Child Benefit: All parents regardless of their income are currently eligible for this tax-free payment, with £20.30 paid a week for the eldest child and £13.40 for subsequent children.

Not having children, or having any UK friends with children I had no idea about these. You get paid to have kids in this overcrowded country! Potentially £30 a week!

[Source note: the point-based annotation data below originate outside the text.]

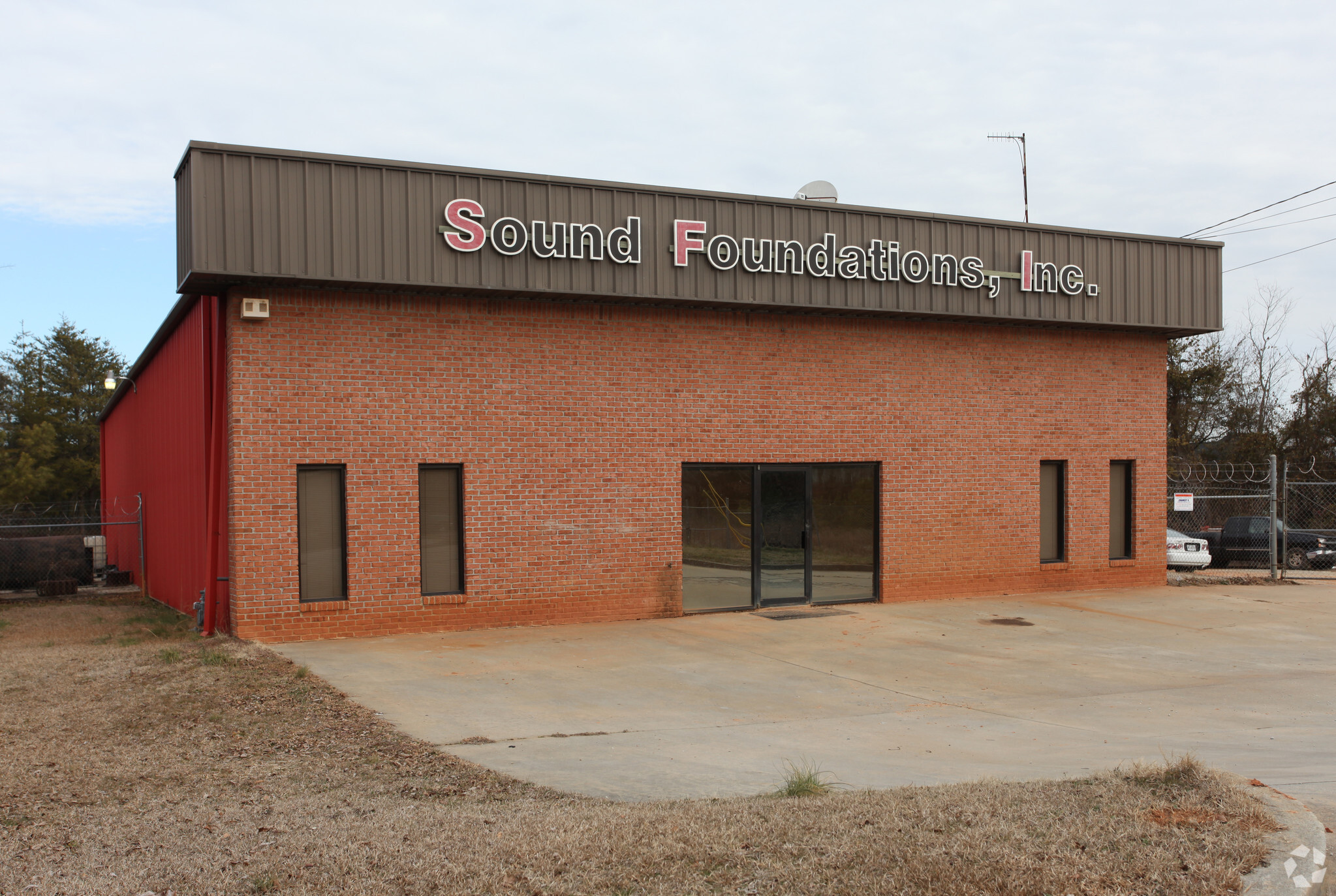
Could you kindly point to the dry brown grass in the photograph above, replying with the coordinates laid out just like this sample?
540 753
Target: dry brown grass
142 760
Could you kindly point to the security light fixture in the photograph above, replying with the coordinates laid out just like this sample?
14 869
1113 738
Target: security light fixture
112 380
254 309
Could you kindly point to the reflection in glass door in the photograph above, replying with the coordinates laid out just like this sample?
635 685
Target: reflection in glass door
843 533
717 549
813 537
783 536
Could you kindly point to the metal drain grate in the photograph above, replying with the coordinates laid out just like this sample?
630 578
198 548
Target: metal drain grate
779 616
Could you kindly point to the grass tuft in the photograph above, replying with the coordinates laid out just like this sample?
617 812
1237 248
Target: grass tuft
262 883
1176 771
805 779
211 657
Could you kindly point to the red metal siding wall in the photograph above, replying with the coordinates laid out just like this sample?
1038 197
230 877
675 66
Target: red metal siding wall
154 444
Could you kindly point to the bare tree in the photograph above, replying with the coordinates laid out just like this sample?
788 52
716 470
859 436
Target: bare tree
1266 360
1311 430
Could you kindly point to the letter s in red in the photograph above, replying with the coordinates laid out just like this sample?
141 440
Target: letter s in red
461 214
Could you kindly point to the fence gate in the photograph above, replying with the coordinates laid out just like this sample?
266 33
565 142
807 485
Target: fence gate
56 549
1219 492
1309 508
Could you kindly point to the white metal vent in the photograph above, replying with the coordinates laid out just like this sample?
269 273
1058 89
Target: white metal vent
254 309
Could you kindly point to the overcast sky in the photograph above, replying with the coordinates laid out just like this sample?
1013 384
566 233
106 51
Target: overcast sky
1157 118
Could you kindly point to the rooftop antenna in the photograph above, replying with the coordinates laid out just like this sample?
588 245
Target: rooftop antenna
1025 179
818 191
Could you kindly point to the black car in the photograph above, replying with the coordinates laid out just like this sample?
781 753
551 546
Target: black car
1248 538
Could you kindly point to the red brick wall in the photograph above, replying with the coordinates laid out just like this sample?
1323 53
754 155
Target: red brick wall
572 422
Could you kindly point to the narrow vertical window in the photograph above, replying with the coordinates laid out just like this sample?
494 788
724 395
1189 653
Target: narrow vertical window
1120 509
321 533
440 529
1053 500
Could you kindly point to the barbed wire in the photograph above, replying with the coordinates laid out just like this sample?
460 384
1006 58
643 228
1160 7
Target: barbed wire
1181 471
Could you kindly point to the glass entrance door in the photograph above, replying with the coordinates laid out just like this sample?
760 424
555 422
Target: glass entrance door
759 534
783 563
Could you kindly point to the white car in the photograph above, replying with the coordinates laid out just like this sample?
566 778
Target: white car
1185 552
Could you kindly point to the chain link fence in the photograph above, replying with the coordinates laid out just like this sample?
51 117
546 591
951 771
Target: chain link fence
55 549
1204 497
1309 509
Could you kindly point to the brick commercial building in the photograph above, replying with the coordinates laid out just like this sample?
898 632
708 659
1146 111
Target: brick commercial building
405 398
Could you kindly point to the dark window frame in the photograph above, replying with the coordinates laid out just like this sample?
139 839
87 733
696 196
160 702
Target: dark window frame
755 492
1063 513
459 510
1129 510
343 509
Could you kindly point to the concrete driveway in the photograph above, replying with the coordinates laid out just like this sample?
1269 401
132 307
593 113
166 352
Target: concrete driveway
880 696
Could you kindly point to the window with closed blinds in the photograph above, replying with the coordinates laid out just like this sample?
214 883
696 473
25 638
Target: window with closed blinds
321 533
1052 512
440 529
1120 509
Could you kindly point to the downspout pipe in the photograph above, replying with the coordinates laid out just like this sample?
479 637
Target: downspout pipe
217 430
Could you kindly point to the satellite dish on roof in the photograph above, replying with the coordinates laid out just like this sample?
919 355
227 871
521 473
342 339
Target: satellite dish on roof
818 191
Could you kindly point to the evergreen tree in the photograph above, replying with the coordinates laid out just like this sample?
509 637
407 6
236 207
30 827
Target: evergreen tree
51 390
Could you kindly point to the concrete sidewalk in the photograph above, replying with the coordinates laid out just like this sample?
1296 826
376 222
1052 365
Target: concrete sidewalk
886 695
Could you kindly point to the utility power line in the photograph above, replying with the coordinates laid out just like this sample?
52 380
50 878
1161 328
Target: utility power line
1282 255
1288 211
1256 210
1301 221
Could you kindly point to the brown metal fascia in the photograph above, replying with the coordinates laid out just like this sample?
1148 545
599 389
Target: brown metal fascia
672 191
709 305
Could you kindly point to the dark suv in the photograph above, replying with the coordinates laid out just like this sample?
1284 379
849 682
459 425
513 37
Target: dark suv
1248 538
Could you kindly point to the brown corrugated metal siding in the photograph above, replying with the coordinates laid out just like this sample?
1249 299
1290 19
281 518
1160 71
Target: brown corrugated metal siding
297 218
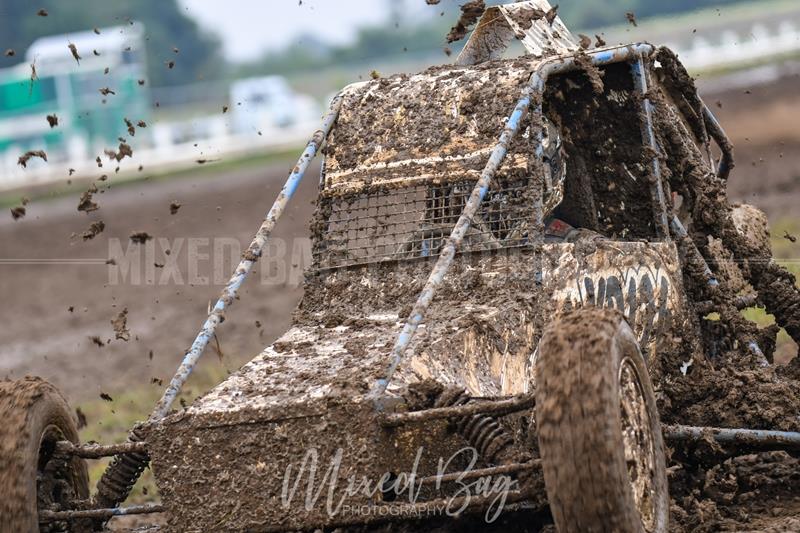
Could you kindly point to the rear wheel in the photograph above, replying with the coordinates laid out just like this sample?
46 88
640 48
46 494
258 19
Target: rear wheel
598 428
33 476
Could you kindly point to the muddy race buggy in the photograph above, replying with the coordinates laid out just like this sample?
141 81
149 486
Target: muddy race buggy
511 256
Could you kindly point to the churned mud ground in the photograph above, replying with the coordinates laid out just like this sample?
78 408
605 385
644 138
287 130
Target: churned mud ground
58 324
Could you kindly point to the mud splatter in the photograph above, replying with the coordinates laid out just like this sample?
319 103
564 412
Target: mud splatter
18 212
86 203
120 325
95 229
470 13
140 237
97 341
74 51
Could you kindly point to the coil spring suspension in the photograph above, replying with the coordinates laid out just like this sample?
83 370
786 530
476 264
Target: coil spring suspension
483 432
121 475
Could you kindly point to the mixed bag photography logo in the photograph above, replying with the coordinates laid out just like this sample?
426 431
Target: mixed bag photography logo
322 481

Where the government's Priorities Lie

Guardian headlines today...

Cameron caves in to Fox on defence spending after leaking of letter

After dire warnings of 'draconian cuts' leaked last week, PM and Treasury seem to have backed off from heavy cuts to defence

vs

David Cameron's welfare reform to target middle class

Costly universal credit scheme covering all benefits to take two parliaments, with focus on unemployed in first four years

Sunday, 3 October 2010

Argh!

I'm not blogging about benefits and stuff because frankly I can't bare to think about it. I just don't trust these millionaire politicians to be sympathetic, and not when they are still trying to make up for not winning the election outright. When IDS says he wants to make it always worth working, I just hear "we are going to make you so poor that you'll want to pimp yourself out rather than starve". Of course they will save a lot of money. It's frankly terrifying to have my life in the hands of these people. I wish someone from a working class background, someone that had actual experience of not having enough, someone poor, someone who had something other than a highly privileged background was involved in this experience in social engineering.